DESCRIPTION OF SYMBOLS 1 ... Automatic conversation apparatus 10 ... Conversation apparatus 20, 20A ... Conversation server 30 ... Conversation scenario editing apparatus 40 ... Conversation scenario 100 ... Customer correspondence system 130 ... Expert side terminal apparatus 140 ... Conversation log DB
150 ... Conversation log analyzer

Claims (1)

  1. A customer response system having a first means for transmitting a user utterance and receiving an answer sentence thereof, and an answer processing means ,
    The answer processing means includes
    When an arbitrary user utterance is transmitted from the first means or when a certain period of time elapses without speech, the first answer sentence is determined based on the conversation scenario, and the determined first answer sentence and the first answer sentence The process of transmitting the operation control information associated with one answer sentence to the first means is repeated until a first specific user utterance is transmitted from the first means, and from the first means, If the first specific user utterance is transmitted, a first function of transmitting an operation control information correspondence to the second reply sentence and the second reply sentence to the first means,
    For the third user utterance transmitted from the first means, a third answer sentence is determined based on a conversation scenario, and is associated with the determined third answer sentence and the third answer sentence. If the third answer sentence for the third user utterance cannot be found from the conversation scenario, the expert responds to the answer to the third user utterance. The third user utterance is transmitted, the response content corresponding thereto is received, the received response content is transmitted to the first means, and the third user utterance, the response sentence, and the response content are stored.
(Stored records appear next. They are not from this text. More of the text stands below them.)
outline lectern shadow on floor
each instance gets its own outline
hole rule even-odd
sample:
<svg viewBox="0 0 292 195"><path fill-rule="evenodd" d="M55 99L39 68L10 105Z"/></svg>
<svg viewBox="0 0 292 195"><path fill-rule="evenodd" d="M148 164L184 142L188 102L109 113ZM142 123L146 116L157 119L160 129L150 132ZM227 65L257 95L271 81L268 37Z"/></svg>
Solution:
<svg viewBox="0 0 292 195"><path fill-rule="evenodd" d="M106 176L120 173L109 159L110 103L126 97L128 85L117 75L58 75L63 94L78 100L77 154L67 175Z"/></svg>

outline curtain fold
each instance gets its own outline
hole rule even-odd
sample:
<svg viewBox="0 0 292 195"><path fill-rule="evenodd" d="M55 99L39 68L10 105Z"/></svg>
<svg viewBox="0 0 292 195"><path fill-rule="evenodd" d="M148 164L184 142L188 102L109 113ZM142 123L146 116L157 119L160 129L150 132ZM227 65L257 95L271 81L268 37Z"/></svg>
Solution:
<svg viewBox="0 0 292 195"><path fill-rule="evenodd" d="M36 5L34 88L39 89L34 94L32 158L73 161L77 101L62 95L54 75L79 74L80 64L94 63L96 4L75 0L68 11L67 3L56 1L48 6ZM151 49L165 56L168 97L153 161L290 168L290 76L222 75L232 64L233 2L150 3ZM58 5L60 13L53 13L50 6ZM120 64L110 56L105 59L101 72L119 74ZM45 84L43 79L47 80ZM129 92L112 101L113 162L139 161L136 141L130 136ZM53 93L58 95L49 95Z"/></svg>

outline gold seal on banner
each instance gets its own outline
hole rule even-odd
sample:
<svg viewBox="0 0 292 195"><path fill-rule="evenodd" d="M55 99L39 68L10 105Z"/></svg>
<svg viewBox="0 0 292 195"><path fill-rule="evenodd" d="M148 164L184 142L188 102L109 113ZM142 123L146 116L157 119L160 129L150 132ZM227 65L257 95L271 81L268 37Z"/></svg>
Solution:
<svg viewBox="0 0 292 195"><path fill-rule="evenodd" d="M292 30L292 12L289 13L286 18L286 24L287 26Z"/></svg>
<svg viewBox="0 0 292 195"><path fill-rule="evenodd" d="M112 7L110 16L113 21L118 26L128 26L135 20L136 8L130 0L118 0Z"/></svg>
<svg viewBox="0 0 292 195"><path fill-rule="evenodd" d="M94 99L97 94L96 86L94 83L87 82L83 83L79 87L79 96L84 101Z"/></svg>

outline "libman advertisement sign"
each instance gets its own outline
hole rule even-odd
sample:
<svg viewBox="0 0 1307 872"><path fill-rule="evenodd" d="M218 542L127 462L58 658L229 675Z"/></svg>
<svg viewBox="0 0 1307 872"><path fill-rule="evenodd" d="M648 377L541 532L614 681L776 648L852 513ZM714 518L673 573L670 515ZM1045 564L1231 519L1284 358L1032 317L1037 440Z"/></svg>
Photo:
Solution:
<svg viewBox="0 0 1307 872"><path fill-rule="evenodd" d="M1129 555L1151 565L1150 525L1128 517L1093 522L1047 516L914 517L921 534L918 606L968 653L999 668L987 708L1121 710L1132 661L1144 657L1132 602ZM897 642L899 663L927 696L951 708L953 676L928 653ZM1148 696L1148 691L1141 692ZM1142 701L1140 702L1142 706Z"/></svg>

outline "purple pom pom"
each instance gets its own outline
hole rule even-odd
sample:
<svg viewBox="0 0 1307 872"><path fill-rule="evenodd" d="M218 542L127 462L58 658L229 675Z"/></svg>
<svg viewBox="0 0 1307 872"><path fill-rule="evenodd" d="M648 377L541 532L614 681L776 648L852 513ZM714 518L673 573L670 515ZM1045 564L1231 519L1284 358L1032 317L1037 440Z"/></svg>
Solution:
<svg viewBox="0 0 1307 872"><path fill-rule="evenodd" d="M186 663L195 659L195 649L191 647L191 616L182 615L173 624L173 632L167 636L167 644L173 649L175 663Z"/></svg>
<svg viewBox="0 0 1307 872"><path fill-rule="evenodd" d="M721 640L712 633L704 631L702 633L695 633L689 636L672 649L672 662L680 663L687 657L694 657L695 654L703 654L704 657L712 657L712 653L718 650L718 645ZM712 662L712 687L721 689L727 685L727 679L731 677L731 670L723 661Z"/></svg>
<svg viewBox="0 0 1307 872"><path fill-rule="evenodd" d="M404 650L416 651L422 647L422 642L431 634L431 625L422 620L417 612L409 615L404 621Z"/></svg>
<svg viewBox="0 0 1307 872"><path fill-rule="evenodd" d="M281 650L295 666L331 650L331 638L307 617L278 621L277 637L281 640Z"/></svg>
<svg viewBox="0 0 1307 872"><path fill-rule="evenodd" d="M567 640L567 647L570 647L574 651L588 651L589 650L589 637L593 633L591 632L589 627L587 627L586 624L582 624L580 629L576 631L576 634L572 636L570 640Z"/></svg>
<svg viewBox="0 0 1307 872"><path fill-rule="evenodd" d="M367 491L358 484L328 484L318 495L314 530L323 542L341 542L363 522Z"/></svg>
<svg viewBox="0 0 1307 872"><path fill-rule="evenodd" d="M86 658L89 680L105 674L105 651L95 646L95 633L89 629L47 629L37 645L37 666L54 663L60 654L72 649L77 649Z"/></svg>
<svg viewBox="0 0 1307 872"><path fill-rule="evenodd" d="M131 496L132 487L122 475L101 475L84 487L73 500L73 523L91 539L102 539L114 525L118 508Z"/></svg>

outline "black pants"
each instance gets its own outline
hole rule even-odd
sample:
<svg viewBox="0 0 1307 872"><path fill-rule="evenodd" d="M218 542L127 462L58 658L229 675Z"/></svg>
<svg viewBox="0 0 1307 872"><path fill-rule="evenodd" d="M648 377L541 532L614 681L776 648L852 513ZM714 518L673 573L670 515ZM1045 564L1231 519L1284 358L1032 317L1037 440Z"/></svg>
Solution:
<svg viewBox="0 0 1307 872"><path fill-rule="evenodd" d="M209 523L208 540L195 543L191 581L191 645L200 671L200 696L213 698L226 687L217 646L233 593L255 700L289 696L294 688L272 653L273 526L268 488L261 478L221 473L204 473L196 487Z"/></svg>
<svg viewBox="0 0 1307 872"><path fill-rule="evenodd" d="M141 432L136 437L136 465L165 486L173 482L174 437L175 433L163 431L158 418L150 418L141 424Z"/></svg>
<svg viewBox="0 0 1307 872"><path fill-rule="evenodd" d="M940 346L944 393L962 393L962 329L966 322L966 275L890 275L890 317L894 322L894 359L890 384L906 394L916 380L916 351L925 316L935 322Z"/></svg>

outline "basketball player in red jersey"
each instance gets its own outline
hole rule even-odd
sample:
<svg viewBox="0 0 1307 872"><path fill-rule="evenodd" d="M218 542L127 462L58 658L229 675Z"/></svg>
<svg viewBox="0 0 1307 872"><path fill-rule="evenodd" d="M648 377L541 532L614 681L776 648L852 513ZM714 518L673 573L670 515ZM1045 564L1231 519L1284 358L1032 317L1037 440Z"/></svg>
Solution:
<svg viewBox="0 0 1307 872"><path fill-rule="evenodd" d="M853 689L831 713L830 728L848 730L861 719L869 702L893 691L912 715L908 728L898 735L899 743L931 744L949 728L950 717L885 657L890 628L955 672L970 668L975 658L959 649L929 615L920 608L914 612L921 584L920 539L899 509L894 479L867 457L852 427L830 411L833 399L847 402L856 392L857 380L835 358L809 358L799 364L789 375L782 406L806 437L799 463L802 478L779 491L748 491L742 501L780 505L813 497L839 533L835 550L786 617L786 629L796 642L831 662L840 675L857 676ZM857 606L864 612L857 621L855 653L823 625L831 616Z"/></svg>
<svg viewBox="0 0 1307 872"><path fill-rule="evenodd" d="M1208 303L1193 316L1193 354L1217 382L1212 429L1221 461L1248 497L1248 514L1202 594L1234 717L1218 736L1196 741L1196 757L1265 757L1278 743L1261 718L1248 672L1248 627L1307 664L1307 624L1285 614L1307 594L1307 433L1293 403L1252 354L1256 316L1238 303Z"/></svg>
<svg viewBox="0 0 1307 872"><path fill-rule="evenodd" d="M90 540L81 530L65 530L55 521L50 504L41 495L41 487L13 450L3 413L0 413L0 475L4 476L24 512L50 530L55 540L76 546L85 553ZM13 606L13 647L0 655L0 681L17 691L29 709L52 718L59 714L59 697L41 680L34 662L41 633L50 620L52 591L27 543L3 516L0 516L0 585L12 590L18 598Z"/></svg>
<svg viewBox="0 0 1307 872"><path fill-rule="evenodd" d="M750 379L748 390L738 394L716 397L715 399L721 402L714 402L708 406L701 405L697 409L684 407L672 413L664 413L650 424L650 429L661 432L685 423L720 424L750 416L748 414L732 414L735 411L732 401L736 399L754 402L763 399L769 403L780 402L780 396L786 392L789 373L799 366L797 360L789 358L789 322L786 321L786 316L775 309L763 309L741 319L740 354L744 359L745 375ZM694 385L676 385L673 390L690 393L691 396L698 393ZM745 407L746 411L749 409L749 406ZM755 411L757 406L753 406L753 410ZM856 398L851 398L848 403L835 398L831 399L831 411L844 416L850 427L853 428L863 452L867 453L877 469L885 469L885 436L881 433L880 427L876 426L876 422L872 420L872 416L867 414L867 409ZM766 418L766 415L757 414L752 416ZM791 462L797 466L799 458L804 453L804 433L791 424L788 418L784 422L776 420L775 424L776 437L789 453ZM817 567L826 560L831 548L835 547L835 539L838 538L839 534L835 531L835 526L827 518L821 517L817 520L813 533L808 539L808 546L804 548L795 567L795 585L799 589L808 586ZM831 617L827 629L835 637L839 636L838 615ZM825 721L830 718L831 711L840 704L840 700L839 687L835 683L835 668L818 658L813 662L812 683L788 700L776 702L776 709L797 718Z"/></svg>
A second function for transmitting a conversation log and receiving and storing a conversation scenario generated based on the conversation log;
    If the response to the user utterance can be handled by the current plan , the basic control state is determined as the first control information, the response specified in the next plan specification information is determined,
    When the user utterance requests termination of the current conversation, the basic control state is determined as the second control information, the conversation is terminated,
    If an answer sentence to the user utterance cannot correspond to the current plan , the basic control state is determined as the third control information, an answer sentence is determined from another plan different from the current plan ,
    And a third function for further determining the basic control state as the fourth control information when the user's intention is not clear from the user utterance, and further extracting the user utterance.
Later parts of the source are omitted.